Ford later asked the audience of mostly college students, “Who in here makes a million dollars a year?”
When you let Harold Ford sound like a prince next to you, you’re doing something very wrong. As Think Progess explains, the median household income in the U.S. is $52,000 a year, which means that it would take 20 average American households to pool their income to make enough for Michael Steele to live in his version of abject poverty. Fewer than half a percent of Americans make a million or more a year. When Republicans say they want “small government”, this is what they mean—government for and by that half a percent of Americans.
That Steele played the “pity the poor millionaires” card in the worst economy since the Great Depression was awesomely out of touch enough, but what happened next laid bare the entire Republican argument for why they should get a majority vote every year.
“How many of you want to make a million dollars a year?” Steele quickly responded when no hands were raised.
Well, okay then. There’s the Republican argument in a nutshell—give the goodies to rich people, because you want to be like them, though of course the vast majority of you have no chance at all. Using the premise that the rest of us should gladly give up everything to the already-privileged because we want to have their privileges, you should also stop dating if you rate less than a “10” by an impartial jury. You’d rather be smoking hot than average, right? So why clutter the marketplace with your adequate level of hotness? You and your demands to be taken seriously as a human being when you’re not in the top half a percent of people on the hotness scale are embarrassing.
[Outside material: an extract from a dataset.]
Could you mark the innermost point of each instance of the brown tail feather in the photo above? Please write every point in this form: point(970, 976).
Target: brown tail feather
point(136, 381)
It’s interesting that Steele thinks this argument is actually the one that sells the Republicans to the public. I’m skeptical. Some votes, sure. The fantasists of the right wing movement are nothing to sneeze at. But first of all—even though Steele is just as ignorant of this fact as much Democratic leadership and the mainstream media—the Republicans aren’t actually in the majority with this argument that the economic elite should be able to squeeze the public for all its worth. Second of all, what elections they do win often depend on their support for upholding other hierarchies that more typical Americans can support, because they’re on the winning side of that oppression. Racism and sexism get the Republicans a whole lot more votes than “millionaires deserve to fuck over the country”. You have a lot more people sobbing over the tragedy of hard-working sperm that’s thwarted by interfering ladies who think they have rights than you do sobbing over the woes of millionaires who have to live in slightly less lavish style than they’d prefer.